Search code examples
regexregex-lookaroundsag

how to match all files containing word1 AND word2 across different lines with ag or rg (PCRE/Rust regex)


I've long list of generated reports which I want to filter. The report is something like this:

Report Name
Report Date
Blah blah blah
Blah: WORD1
Blah blah
blah blah: WORD2
blah blah

I'm trying to use ag (PCRE regex) or rg (rust regex) and find all files which contains WORD1 AND WORD2 in different places of the file (contains new line).

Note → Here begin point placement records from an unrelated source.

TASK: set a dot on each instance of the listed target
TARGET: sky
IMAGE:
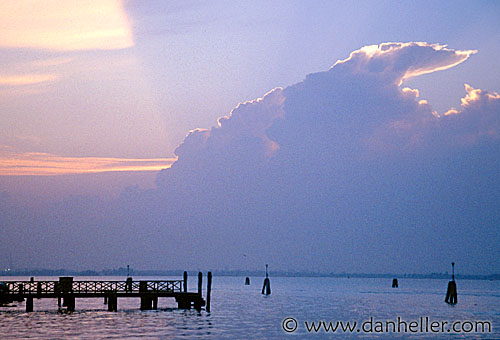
(331, 136)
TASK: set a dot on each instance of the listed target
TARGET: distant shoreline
(135, 272)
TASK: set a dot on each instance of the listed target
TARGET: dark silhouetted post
(185, 282)
(266, 288)
(29, 304)
(451, 292)
(128, 284)
(209, 289)
(145, 300)
(200, 279)
(112, 303)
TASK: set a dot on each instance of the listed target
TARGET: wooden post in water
(29, 304)
(266, 288)
(185, 282)
(451, 292)
(209, 290)
(112, 303)
(200, 279)
(145, 299)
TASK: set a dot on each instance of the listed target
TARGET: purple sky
(383, 162)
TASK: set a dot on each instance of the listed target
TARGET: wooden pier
(67, 291)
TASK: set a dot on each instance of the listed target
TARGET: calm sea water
(241, 312)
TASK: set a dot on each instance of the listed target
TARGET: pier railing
(55, 287)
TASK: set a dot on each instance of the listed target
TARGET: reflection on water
(239, 311)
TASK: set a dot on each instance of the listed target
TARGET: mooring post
(145, 300)
(185, 282)
(266, 288)
(209, 289)
(200, 279)
(21, 292)
(69, 302)
(112, 303)
(451, 293)
(29, 304)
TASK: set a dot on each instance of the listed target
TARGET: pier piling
(266, 288)
(29, 304)
(209, 290)
(451, 292)
(185, 282)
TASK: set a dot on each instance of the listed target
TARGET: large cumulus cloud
(348, 159)
(348, 170)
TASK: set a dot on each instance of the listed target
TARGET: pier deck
(66, 291)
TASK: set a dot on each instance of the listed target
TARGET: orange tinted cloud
(64, 25)
(33, 163)
(26, 79)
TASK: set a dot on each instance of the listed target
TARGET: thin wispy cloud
(44, 164)
(64, 25)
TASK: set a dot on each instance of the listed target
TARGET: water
(241, 312)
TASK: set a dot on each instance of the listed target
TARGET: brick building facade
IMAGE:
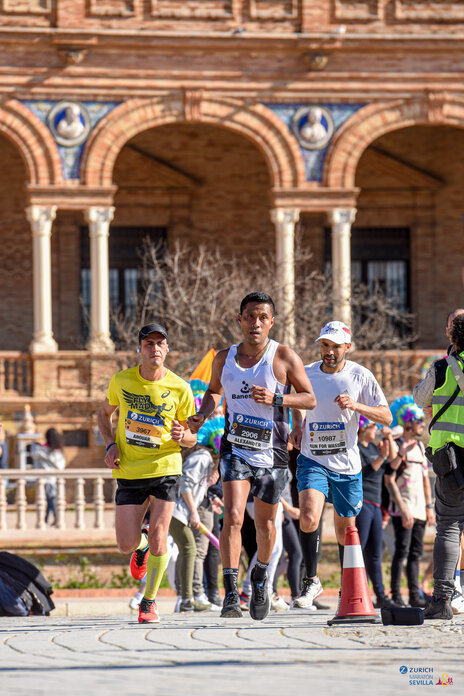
(223, 120)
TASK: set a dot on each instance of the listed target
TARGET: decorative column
(99, 224)
(285, 220)
(341, 220)
(41, 218)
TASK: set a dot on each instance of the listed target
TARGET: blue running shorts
(344, 491)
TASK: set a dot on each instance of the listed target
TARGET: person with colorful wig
(411, 506)
(192, 509)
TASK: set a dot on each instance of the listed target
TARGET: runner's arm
(104, 418)
(376, 414)
(289, 369)
(181, 433)
(298, 417)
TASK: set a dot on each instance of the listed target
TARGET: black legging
(292, 546)
(211, 562)
(409, 544)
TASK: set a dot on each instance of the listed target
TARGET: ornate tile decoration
(433, 11)
(313, 158)
(70, 155)
(187, 9)
(361, 10)
(273, 9)
(26, 6)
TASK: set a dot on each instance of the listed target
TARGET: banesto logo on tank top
(142, 402)
(245, 392)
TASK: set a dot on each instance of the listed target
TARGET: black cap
(152, 328)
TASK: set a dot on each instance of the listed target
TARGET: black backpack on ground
(28, 582)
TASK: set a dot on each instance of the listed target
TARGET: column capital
(342, 216)
(99, 218)
(285, 216)
(41, 218)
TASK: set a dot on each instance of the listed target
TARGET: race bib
(143, 430)
(249, 432)
(327, 438)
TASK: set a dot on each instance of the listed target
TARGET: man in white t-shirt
(329, 464)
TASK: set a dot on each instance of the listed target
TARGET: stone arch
(33, 141)
(257, 123)
(375, 120)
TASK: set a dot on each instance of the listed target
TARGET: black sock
(230, 579)
(260, 571)
(310, 547)
(341, 551)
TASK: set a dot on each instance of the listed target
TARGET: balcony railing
(70, 498)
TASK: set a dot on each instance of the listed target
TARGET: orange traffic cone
(355, 604)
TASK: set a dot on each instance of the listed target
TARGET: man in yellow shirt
(154, 405)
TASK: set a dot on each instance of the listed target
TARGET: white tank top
(255, 432)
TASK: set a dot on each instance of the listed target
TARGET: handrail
(21, 476)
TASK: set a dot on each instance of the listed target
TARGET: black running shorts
(266, 484)
(136, 491)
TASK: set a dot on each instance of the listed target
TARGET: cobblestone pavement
(203, 654)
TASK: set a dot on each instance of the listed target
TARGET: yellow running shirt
(146, 412)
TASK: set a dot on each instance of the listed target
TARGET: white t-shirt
(330, 435)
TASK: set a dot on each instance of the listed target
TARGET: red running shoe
(138, 562)
(148, 611)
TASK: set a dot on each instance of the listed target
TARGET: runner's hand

I've already search SX and found these which didn't work:

> ag (?=.*WORD1)(?=.*WORD2)

> ag (?=.*WORD1)((.|\n)*)(?=.*WORD2)

UPDATE

As @WiktorStribiżew pointed out, the ag uses PCRE. Sorry for the mistake.

my expected output is:

blah blah: WORD2

or just the list of matched files.


p.s. currently I've managed to using this:

> ag "WORD2" $(ag -l "WORD1")

Solution

  • You may use a PCRE pattern with ag:

    (?s)^(?=.*WORD1)(?=.*WORD2).*\n\K(?-s).*WORD2
    

    See the regex demo.

    Details:

    • (?s) - a DOTALL modifier ON (. matches line break chars)
    • ^ - start of string
    • (?=.*WORD1) - there must be WORD1 somewhere in the string
    • (?=.*WORD2) - there must be WORD2 somewhere in the string
    • .* - any 0+ chars, as many as possible, up to the last occurrence of the subsequent subpatterns (if you use a lazy *? quantifier, .*? will match 0+ chars as few as possible up to the first occurrence of the subsequent subpatterns)
    • \n - a newline
    • \K - match reset operator discarding the currently matched text
    • (?-s) - DOTALL mode disabled (. does not match line breaks)
    • .*WORD2 - any 0+ chars other than line break chars, as many as possible, and then WORD2.